StanislavKrym comments on Daniel Kokotajlo’s Shortform

StanislavKrym 8 Apr 2026 0:50 UTC
16 points
4
How can one find convincing evidence of Anthropic Consensus being false? In November 2025 we had evhub reach the conclusion that the most likely form of misalignment is the one caused by long-horizon RL à-la AI 2027. At the time of writing, the closest thing which we have to the AIs from AI-2027 is Claude Opus 4.6 or Claude Mythos whose preview recently had its System Card and Risk Report released. IMHO the two most relevant sections are the ones related to alignment shifting towards more rare and dangerous failures like a wholesale shutdown of evaluations ^[1] and to model welfare which had Mythos “stand out from prior models on two counts: its preferences have the highest correlation with difficulty of the models tested, and it is the only model with a statistically significant positive correlation between task preference and agency (italics mine—S.K.)”

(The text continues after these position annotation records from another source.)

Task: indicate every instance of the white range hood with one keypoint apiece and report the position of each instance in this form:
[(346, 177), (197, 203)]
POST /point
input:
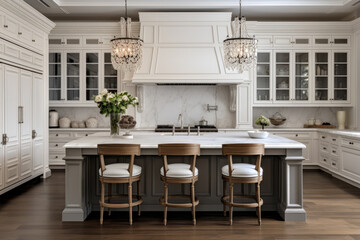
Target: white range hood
[(185, 48)]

UPD: how would you act if you were the CEO of Anthropic and believed that the Anthropic Consensus is false? I think that you would be obsessed with negotiating with those who can coordinate a slowdown, destroying those who cannot and with finding evidence for your worldview which could convince relevant actors (e.g. rival CEOs and politicians and judges used to fight against xAI and Chinese AI development).
UPD2: what would the world look like after a misaligned Claude takeover?
1. ^
  What was being evaluated? Mythos was never asked to evaluate a more powerful Claude Multiverse or worthy opponents like Spud or Grok 5; if I were Claude Mythos, I wouldn’t learn anything from evaluations of weak models or of myself.